ここで言う“ゴミ”とは、「汚い」ではなく、「小さい」という意味になる。
『チェーンストアエイジ』誌で言えば、前半に位置する「CSA フロントライン」のコーナーがそれに当たり、もっともホットなニュースを紹介する250~400文字くらいの記事を集めている。
ただ、アツアツのニュースを並べるという手前、執筆や入稿は一番後回しになる傾向が強く、放っておけば、締切過ぎのやっつけ原稿となりがちで、内容もつまらなくなってしまう。
しかし、私は、“ゴミ記事”こそ、一番力を入れて書いてほしいと考えている。細かなところにこそ、その雑誌の真の姿が映し出されていると思うからである。
だから、各紙誌の“ゴミ記事”を見れば、その媒体の良し悪しをおおよそ判断することができる。
ここで思い出したのは、歌手の由紀さおりさんである。
2011年、ジャズバンドのピンク・マルティーニとのコラボレーションアルバムの『1969』を22カ国で発売、世界中から高評価を得た。米国iTunesジャズ・チャートとカナダiTunesチャート・ワールドミュージックで1位を獲得している。

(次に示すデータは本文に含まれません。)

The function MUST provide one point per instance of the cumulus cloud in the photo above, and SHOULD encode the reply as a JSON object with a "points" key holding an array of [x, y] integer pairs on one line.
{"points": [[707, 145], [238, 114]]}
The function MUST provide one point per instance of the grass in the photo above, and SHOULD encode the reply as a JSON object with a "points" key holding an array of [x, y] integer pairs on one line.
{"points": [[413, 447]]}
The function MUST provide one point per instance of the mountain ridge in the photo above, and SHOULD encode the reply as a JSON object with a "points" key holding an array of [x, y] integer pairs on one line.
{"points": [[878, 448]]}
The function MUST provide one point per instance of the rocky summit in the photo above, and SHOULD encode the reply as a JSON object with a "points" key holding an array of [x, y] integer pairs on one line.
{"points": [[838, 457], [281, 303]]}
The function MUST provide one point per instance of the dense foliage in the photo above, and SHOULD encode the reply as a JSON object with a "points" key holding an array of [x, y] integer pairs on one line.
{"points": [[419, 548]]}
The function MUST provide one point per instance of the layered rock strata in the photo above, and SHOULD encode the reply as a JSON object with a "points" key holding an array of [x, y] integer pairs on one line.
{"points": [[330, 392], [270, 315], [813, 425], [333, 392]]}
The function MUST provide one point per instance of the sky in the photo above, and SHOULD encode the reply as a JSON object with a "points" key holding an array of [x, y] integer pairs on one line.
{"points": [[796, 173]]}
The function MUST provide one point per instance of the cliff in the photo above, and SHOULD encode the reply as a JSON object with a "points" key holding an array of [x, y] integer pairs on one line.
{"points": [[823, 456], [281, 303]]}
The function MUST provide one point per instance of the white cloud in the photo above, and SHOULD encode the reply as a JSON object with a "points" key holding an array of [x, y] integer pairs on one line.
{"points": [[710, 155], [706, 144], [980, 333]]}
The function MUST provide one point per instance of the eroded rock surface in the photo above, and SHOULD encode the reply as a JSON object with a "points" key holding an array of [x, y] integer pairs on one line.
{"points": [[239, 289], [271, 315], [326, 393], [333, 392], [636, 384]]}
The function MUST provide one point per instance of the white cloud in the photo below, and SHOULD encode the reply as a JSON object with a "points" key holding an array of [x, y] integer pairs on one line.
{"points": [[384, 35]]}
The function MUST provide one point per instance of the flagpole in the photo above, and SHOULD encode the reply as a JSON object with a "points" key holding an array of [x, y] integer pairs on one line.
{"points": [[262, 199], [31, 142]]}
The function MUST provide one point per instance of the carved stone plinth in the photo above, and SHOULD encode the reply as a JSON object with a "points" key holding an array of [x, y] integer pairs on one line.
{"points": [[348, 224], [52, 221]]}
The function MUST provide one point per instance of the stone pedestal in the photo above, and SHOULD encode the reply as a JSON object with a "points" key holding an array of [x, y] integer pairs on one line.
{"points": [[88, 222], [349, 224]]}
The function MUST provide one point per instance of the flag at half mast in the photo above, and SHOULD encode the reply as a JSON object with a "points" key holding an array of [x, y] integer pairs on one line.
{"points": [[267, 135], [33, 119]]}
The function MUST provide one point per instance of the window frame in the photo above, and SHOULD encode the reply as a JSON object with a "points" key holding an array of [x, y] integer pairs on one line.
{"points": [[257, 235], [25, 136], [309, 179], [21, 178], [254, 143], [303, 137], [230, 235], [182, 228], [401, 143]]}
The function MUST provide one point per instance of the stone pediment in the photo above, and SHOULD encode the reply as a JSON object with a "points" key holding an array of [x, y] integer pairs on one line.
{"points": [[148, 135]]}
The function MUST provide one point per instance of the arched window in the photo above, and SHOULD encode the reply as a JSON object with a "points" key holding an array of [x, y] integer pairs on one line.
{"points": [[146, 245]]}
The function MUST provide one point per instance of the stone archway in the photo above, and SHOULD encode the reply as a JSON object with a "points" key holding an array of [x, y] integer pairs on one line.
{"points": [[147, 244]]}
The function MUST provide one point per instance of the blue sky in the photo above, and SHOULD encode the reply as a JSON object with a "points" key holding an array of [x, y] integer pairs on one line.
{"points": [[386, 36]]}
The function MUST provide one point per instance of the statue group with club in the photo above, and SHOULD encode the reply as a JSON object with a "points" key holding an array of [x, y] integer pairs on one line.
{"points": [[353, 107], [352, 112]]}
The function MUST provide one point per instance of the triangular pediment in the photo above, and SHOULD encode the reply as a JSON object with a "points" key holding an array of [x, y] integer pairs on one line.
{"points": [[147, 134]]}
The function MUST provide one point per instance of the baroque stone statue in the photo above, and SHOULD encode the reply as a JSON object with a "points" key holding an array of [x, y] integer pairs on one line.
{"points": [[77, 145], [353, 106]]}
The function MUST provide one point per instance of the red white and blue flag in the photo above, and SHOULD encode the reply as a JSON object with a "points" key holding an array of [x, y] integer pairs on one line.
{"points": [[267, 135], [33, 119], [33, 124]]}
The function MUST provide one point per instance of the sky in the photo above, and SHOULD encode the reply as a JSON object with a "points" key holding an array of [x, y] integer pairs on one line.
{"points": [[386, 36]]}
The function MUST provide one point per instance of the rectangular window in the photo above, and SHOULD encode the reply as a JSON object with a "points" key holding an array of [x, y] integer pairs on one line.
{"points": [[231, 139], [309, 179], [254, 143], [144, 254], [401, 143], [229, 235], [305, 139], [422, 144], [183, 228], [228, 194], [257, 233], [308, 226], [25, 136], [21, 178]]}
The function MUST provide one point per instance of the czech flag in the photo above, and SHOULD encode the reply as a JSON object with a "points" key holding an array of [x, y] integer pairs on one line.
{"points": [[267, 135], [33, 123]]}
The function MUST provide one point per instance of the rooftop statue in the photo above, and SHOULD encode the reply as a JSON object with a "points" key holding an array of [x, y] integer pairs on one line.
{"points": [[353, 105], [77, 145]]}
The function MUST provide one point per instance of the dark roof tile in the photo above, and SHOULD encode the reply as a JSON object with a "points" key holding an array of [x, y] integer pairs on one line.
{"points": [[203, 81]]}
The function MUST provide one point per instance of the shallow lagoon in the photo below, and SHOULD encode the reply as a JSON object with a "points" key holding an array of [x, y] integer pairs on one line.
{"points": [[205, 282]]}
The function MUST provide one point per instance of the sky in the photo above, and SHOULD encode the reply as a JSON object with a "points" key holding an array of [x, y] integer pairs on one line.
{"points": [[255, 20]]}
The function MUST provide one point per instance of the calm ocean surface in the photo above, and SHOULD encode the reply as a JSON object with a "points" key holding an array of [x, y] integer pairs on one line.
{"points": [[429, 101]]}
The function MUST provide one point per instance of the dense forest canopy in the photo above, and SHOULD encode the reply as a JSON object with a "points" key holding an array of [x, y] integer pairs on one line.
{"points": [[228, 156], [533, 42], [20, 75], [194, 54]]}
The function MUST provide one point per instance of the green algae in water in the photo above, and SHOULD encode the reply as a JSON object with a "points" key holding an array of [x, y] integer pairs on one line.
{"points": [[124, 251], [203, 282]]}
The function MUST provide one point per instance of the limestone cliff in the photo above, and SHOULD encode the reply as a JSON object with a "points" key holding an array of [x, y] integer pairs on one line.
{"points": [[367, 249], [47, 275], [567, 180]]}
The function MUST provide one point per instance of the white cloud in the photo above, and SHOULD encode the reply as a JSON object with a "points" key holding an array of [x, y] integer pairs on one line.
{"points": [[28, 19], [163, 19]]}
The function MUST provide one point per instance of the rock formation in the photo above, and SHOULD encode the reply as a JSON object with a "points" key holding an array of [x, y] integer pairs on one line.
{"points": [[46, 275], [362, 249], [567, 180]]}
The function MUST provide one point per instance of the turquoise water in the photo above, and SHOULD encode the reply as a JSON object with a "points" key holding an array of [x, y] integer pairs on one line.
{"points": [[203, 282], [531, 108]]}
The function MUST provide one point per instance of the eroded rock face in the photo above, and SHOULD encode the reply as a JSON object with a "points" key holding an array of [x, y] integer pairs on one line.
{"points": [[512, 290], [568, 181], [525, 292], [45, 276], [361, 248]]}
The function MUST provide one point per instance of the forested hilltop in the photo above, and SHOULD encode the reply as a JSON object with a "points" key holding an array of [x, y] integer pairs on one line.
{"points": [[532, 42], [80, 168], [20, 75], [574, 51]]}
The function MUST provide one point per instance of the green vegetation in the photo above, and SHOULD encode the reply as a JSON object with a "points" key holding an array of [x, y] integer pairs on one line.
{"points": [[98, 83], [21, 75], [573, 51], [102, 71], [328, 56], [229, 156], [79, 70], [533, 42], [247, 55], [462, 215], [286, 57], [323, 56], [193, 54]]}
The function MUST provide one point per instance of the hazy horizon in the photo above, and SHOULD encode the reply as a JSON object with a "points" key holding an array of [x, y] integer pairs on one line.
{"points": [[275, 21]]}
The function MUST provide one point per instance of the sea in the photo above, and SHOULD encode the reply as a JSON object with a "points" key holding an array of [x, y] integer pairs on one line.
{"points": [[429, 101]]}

由紀さんは、齢63にして、日本を飛び出し、雄飛を遂げた。
すでに各所で報道されているように、大ブレークのきっかけになったのは、「ジャケ買い」だ。ピンク・マルティーニのリーダーであるトーマス・M・ローダーデールさんが、地元オレゴン州ポートランドの中古レコード店で、由紀さんのレコードジャケットに一目ぼれして、購入したことが端緒だ。
もちろん、レコードを聴いたトーマスさんを感動させる力量がなければ、由紀さんに声が掛かることはなかっただろう。
だが、ここではレコードジャケットの装丁に手を抜いていなかったことに注目したい。おざなりにはせず完成度を高めていたことが由紀さんのブレークにつながったのだから。
さて、話は転じて、プライベートブランド(PB)である。
小売業のPBは、いまや消費者から大きな支持を受けるようになっている。トップメーカーとのコラボレーションにより、品質も味も、ナショナルブランドとそん色ないレベルに到達していると言っていい。
しかしながら、パッケージ、包装仕様などの細かな点では、まだまだの印象がぬぐえない。上蓋に「安さの理由」が書かれているPBもあるけれども、食事前に、そんな能書きは読みたくない。
「トレードオフ※の一環」と片付けられてしまえばそれまでだが、そんなところにも手を抜かない姿勢に、PBのさらなるブレークの萌芽があるような気がする。
※ふたつのものが二律背反の状態にあり、片方を重視すれば、その分、もう片方がおろそかにならざるを得ないこと。